Chapitre 16, avec la parabole du mauvais riche et du pauvre Lazare, Jésus enseigne que la foi ne peut pas se prouver par les saintes Ecritures et se dispense de l’appui de tout miracle.
Chapitre 17, Jésus enseigne – si l’on en doutait encore – que la foi est toujours parfaitement scandaleuse et que celui qui croit est aussi vulnérable en sa foi qu’un nouveau né qui n’a rien pour lui que son souffle de vie ; et Jésus ajoute qu’il est donc inévitable que dans la foi l’on soit blessé par ses contemporains, auxquels par la foi et à cause de la foi, l’on pardonnera on pardonnera autant de fois qu’il le faudra…

Après tous ces enseignements et les exigences qu’ils apportent, y a-t-il un des apôtres qui puisse dire « J’ai la foi » ? Les apôtres ont suivi Jésus. Envoyés en mission par lui ils ont œuvré pour le royaume, annoncé l’Evangile, guéri des malades, voyagé sans bagages et sans argent, se sont fait bien accueillir parfois, rejeter parfois. La foi a certainement quelque chose à voir là-dedans. Et pourtant ils prient ainsi le Seigneur : « Ajoute-nous la foi. » Cette prière est le signe qu’ils ont compris quelque chose. Et au titre de ce quelque chose, Jésus complète son enseignement.
La foi est extrême précarité et que c’est dans l’extrême précarité que la foi est puissance de vie. C’est lorsqu’on est confronté à ce qui est pour nous tout à fait nouveau et tout à fait impossible que la question de la foi se pose. Ainsi lorsque se pose la question de la foi, elle se pose toujours d’une manière totalement nouvelle. La foi est donnée toujours dans une situation particulière, pour cette situation particulière. Et elle n’a d’efficace, c'est-à-dire de puissance, que dans cette situation particulière. Cette puissance ne vient pas de nous, mais du Seigneur. Celui qui croit n’est ainsi jamais maître de cette puissance ; il en est seulement serviteur.
Résumé de tout cet enseignement : la foi ne se réclame d’aucune justification, ne réclame aucune rétribution, ne peut être que reçue du Seigneur et toujours totalement renouvelée. C’est cette foi que demandent les apôtres. Cette foi qui est la foi seule – ou sinon elle n’est pas la foi.

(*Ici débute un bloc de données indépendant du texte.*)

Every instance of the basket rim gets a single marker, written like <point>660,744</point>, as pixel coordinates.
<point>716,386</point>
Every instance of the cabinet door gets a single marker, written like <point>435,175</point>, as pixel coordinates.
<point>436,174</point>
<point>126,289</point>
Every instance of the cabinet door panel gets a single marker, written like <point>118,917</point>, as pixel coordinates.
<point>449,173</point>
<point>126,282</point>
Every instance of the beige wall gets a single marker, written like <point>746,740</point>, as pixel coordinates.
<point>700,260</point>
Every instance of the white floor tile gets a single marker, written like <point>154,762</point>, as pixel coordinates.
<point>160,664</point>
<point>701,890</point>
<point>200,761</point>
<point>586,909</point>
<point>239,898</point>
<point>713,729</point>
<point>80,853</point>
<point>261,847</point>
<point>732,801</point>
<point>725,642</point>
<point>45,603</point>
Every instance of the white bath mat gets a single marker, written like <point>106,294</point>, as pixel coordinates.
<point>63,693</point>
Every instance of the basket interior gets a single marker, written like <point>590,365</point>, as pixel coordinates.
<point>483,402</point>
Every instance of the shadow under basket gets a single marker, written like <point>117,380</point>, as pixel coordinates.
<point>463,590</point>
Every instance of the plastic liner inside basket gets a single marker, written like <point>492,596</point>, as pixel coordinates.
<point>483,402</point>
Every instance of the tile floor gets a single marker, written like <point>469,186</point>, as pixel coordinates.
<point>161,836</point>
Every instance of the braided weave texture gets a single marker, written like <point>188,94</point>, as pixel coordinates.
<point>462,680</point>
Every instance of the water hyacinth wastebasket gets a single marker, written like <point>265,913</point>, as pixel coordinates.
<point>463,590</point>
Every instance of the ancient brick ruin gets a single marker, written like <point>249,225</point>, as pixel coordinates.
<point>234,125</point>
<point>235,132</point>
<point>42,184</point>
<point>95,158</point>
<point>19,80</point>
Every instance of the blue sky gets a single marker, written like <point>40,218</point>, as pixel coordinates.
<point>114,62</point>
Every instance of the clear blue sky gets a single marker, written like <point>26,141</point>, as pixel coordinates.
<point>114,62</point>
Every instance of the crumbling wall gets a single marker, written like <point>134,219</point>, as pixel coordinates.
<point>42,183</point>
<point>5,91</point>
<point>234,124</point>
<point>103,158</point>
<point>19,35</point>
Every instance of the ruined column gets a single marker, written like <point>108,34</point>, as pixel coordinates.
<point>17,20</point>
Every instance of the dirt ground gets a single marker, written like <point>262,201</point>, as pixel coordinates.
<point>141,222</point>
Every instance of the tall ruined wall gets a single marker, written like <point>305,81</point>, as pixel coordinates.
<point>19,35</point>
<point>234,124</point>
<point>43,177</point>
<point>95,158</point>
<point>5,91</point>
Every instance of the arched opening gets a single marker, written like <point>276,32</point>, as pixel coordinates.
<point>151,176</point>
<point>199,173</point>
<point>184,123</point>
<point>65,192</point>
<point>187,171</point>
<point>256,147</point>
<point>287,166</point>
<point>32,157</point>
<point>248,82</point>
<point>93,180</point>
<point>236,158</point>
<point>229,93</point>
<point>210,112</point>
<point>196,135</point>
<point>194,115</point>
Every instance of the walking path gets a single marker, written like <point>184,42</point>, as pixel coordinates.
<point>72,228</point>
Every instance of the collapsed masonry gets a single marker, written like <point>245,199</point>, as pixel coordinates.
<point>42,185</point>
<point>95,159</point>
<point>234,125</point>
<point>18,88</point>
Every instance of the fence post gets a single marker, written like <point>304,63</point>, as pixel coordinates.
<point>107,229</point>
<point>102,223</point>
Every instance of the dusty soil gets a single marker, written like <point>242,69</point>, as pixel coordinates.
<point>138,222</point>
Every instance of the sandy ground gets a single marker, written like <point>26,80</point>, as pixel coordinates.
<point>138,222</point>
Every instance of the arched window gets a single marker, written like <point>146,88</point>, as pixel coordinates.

Qu’en est-il de tout le reste ? Qu’en est-il des mots qu’on a reçus ? Qu’en est-il de la foi de nos pères et de la foi de l’Eglise ? Qu’en est-il de nos convictions et de nos engagements ? N’hésitons pas à parler de foi. Il faut les mots d’hier pour parler aujourd’hui. Ce sont les engagements d’hier qui ont construit aujourd’hui, mais c’est aujourd’hui qu’il faut vivre. L’enseignement de Jésus a pour but de nous annoncer qu’aujourd’hui n’est pas comme hier et que c’est aujourd’hui qu’il faut croire parce que c’est aujourd’hui qu’il faut vivre.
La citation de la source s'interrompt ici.